- Poster
- Directed by: Ravi Shankar Sharma
- Written by: Talat Rekhi
- Based on: The Others by Alejandro Amenábar
- Produced by: Soni Juneja
- Starring: Dimple Kapadia; Amitabh Bachchan; Dharmendra;
- Cinematography: Ishwar R. Bidri
- Edited by: Rabiranjan Maitra
- Music by: Sanjoy Chowdhury
- Distributed by: 4U2C Films
- Release date: 3 September 2004;
- Country: India
- Language: Hindi

= Hum Kaun Hai? =

Hum Kaun Hai? is a 2004 Indian Hindi-language horror film directed by Ravi Shankar Sharma. The film stars Amitabh Bachchan, Dimple Kapadia, and Dharmendra in lead roles. It is a remake of the 2001 Spanish film The Others.

==Plot ==

After the mysterious disappearance of her maid, butler, and gardener, Mrs.

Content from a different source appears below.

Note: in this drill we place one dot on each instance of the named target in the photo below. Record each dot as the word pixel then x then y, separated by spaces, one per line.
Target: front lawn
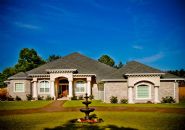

Sandra Williams, the wife of Major Frank, who lives in a palatial house with their two children, Sara and David, writes a letter to the local employment agency to get replacements. Martha Pinto, Edgar and Maria (a mute woman) apply for these vacancies. Sandra hires them and also lets them know that her children's eyes suffer from a condition that could cause them to be damaged by sunlight, hence the curtains are to be drawn at all times. Also she gets migraines by any loud noise, hence everyone must remain quiet, there is no electricity and all work must be done during the daytime, and the entire house is candle-lit. The staff gets busy with their work, and it is then Sara tells her mom that she has noticed other people in the house that are visible to her only, and she draws the picture of a male, a female (his wife), their son, Vicky, and an elder woman with magical powers. Sandra disbelieves her, but when she starts feeling someone's presence in her house, as well as hearing noises, she decides to investigate. She finds out that the letter she had sent to the employment agency is still lying in the mailbox. She must now find out how Martha, Edgar and Maria came to know of the vacancies, and of the presence of an album with dead people's photos. Watch as events beyond her control unfold, leading her, Sara and David face to face with the other unseen people in this household.

==Cast==

- Amitabh Bachchan as Frank James Willams/ Major Frank John Willams (Dual role)
- Dharmendra as Virendra “Viru”
- Dimple Kapadia as Sandra Willams
- Moushumi Chatterjee as Martha Pinto, the butler
- Seema Rahmani as Maria, the maid
- Abhijit Lahiri as Edgar, the gardener
- Hansika Motwani as Sara Williams
- Master Rehmaan as David Williams
- Vikram Gokhale as Virendra's Boss
- Suhasini Mulay as Anita
- Prem Chopra as Anita's Husband
- Master Vicky as Vicky

==Production==
The film was shot at Rajendra Kumar's sold bungalow.

==Reception==
Arnab Banerjee of Hindustan Times gave the film 3 out of 5 stars and commented, "Mystical elements as a genre seldom catch the fancy of Bollywood. It comes as a whiff of fresh air thus to see supernatural elements woven into mainstream format in a film." Taran Adarsh from Bollywood Hungama gave the film 1.5 out of five stars, calling it "an experiment that may find its share of believers and non-believers." Adarsh praised the performances, particularly Kapadia's, writing that the film "revolves mostly around Dimple Kapadia's beliefs and perceptions and the actress is up to the task of making it look one thousand per cent convincing. Undeniably talented, Dimple's performance can be rightly referred to as the soul of the enterprise." BBC's Manish Gajjar commended Kapadia's work and argued that the film "has a great screenplay." Malishka Mendonsa of Rediff concluded in a negative review, "Hum Kaun Hai did not answer any questions for me. Instead, it left me asking, 'theatre mein iss waqt hum kyun hai? [Why are we in this theatre?]'" Rama Sharma of The Tribune, however, called it an "enthralling suspense thriller", and further noted, "With no smiles, no songs it is a clean spooky affair. Go for it if you have the spunk."